Gli esperti affermano che l’aggiunta della dimensione aggiuntiva delle scansioni cerebrali dirette aiuta gli scienziati a comprendere meglio la natura del dolore cronico.
“L’autovalutazione e le misure quantitative, come le scansioni cerebrali, offrono diversi vantaggi e svantaggi”, ha detto il dottor Dung Trinh, il capo medico della Health Brain Clinic che non è stato coinvolto nello studio Notizie mediche oggi.
“L’auto-segnalazione si basa su individui che descrivono le loro esperienze di dolore, fornendo informazioni soggettive sull’intensità, la qualità e l’impatto emotivo del dolore”, ha spiegato Trinh. “Questo approccio consente di catturare l’esperienza vissuta del dolore e i suoi effetti sulla vita quotidiana. D’altra parte, i self-report possono essere influenzati da pregiudizi individuali, variazioni nell’interpretazione e problemi di richiamo della memoria.
“Le misure quantitative, come le scansioni cerebrali, forniscono dati oggettivi sull’attività cerebrale associata al dolore”, ha continuato. “Offrono una misura più diretta e fisiologica dell’elaborazione del dolore. La combinazione di self-report con misure oggettive può fornire una comprensione più completa”, ha aggiunto.
La connessione del cervello al dolore
“Avendo studiato neuroscienze dalla metà degli anni ’80 e trattato persone con tutti i tipi di lesioni del midollo spinale e dei nervi per 34 anni, è eccezionalmente chiaro che esiste un aspetto centrale mediato dal cervello nel dolore cronico”, ha affermato il dott. Robert Masson, un neurochirurgo del Masson Spine Institute che non era coinvolto nello studio.
“La sofisticata organizzazione del cervello, sia relativa alla sua struttura intrinseca, ma anche correlata alla sua fondamentale capacità di ‘apprendere’, la sua plasticità si prestano entrambe alla capacità di ridurre o aumentare il dolore cronico”, ha detto Notizie mediche oggi. “La complessità va oltre il dolore stesso e prende in prestito dal cervello emotivo, dai fattori scatenanti dell’ansia, dalla lotta o dalla fuga o dalle risposte” simpatiche “e nel tempo cambia nell’ambiente neurochimico”.

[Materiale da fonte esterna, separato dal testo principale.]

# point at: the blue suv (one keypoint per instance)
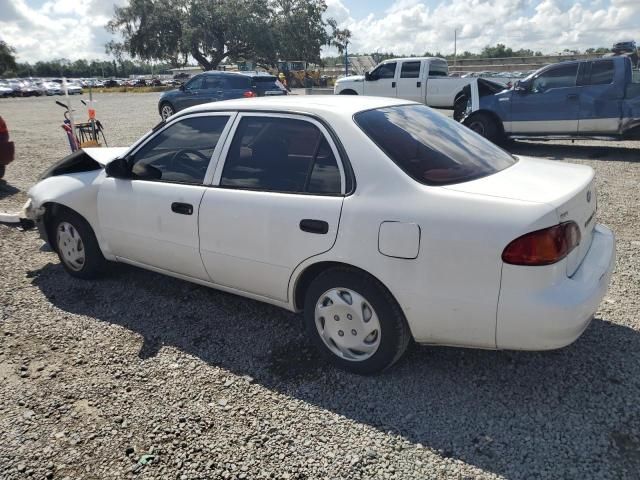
(215, 86)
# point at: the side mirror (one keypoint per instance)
(118, 168)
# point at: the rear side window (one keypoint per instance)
(602, 72)
(281, 155)
(431, 148)
(388, 70)
(561, 76)
(410, 70)
(233, 82)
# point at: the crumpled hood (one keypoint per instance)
(105, 155)
(351, 78)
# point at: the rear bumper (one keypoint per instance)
(536, 314)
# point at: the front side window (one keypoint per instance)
(602, 72)
(431, 148)
(388, 70)
(281, 155)
(181, 152)
(410, 70)
(557, 77)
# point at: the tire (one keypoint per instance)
(73, 239)
(484, 125)
(166, 110)
(362, 340)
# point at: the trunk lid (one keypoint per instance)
(567, 187)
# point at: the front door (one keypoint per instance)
(382, 81)
(550, 105)
(410, 85)
(152, 218)
(276, 201)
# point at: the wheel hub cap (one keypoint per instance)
(70, 246)
(348, 325)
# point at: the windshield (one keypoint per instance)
(431, 148)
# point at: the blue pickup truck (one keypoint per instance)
(593, 99)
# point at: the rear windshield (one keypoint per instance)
(431, 148)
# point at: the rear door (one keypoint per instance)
(410, 85)
(550, 105)
(382, 81)
(276, 201)
(600, 98)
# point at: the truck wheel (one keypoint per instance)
(484, 125)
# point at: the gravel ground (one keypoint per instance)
(141, 375)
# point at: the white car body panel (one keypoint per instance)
(450, 282)
(434, 91)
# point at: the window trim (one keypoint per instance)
(217, 177)
(215, 156)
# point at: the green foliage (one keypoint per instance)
(7, 58)
(211, 31)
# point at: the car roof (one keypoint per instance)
(346, 105)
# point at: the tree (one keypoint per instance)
(7, 57)
(211, 31)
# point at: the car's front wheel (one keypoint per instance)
(166, 110)
(354, 321)
(76, 245)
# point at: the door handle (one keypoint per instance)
(182, 208)
(314, 226)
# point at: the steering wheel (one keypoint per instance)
(188, 165)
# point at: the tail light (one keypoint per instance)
(543, 247)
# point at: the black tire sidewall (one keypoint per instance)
(392, 322)
(94, 260)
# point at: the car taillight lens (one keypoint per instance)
(543, 247)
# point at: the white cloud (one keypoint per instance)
(75, 29)
(57, 29)
(411, 26)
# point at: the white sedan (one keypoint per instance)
(382, 220)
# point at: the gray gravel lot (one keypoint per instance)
(97, 376)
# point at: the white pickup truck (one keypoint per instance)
(421, 79)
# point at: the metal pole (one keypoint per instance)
(455, 46)
(346, 59)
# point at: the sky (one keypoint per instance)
(50, 29)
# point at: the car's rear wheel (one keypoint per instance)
(166, 110)
(354, 321)
(76, 245)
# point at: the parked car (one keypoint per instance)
(215, 86)
(423, 80)
(6, 90)
(7, 149)
(381, 219)
(568, 99)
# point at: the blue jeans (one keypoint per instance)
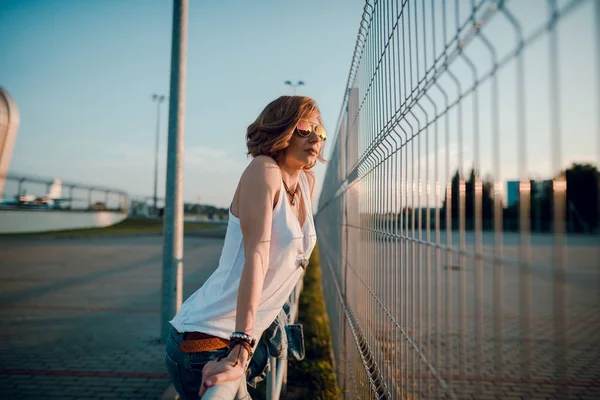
(185, 369)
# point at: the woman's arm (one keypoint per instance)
(258, 188)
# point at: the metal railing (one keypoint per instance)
(459, 218)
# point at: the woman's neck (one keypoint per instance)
(290, 175)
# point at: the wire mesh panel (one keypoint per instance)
(458, 224)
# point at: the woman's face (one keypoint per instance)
(303, 151)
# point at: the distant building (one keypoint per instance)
(512, 193)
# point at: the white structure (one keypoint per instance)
(28, 221)
(9, 124)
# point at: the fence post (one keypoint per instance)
(173, 228)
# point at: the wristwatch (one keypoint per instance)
(244, 337)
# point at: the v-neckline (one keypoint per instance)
(287, 201)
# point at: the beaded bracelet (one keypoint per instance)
(243, 336)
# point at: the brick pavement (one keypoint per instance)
(80, 318)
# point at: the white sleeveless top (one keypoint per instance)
(211, 309)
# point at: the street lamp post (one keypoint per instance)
(294, 85)
(158, 99)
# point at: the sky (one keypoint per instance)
(82, 74)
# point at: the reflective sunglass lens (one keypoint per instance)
(321, 133)
(303, 128)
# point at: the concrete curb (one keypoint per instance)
(208, 233)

La nuova ricerca fa parte di uno sforzo più ampio dell’iniziativa Brain Research Through Advancing Innovative Neurotechnologies (BRAIN) del National Institutes of Health (NIH) e dell’iniziativa Helping to End Addiction Long-term Initiative (HEAL), quest’ultima volta a ridurre l’uso di oppioidi e altri antidolorifici nella gestione del dolore cronico.
“I farmaci sono una parte molto piccola e scarsamente mirata della strategia di trattamento”, ha detto Masson. “Comprendere la complessa interazione e l’apprendimento automatico della macchina che il cervello itera aiuterà a creare percorsi, all’inizio degli episodi di lesione nervosa, che ridurranno la plasticità mirata verso il miglior recupero e lontano dal dolore cronico abbellito e dalla dipendenza chimica”.
Come questa ricerca può aiutare le persone con dolore cronico
I team di ricerca affermano che questi risultati potrebbero aiutare a informare altri studi all’interno di HEAL e BRAIN che stanno trattando il dolore cronico utilizzando la stimolazione cerebrale profonda (DBS).
Identificare i biomarcatori di attività corretti per il dolore cronico attraverso la risonanza magnetica è il primo passo per poter “sintonizzare” la DBS in un modo che possa aiutare le persone con dolore cronico.
“Il dolore cronico è un problema significativo a livello globale, che contribuisce alla disabilità e alla riduzione della qualità della vita per milioni di persone”, ha affermato Trinh.
“Gli attuali trattamenti per il dolore cronico hanno spesso dei limiti e c’è un bisogno critico di opzioni più efficaci e che non diano dipendenza”, ha aggiunto.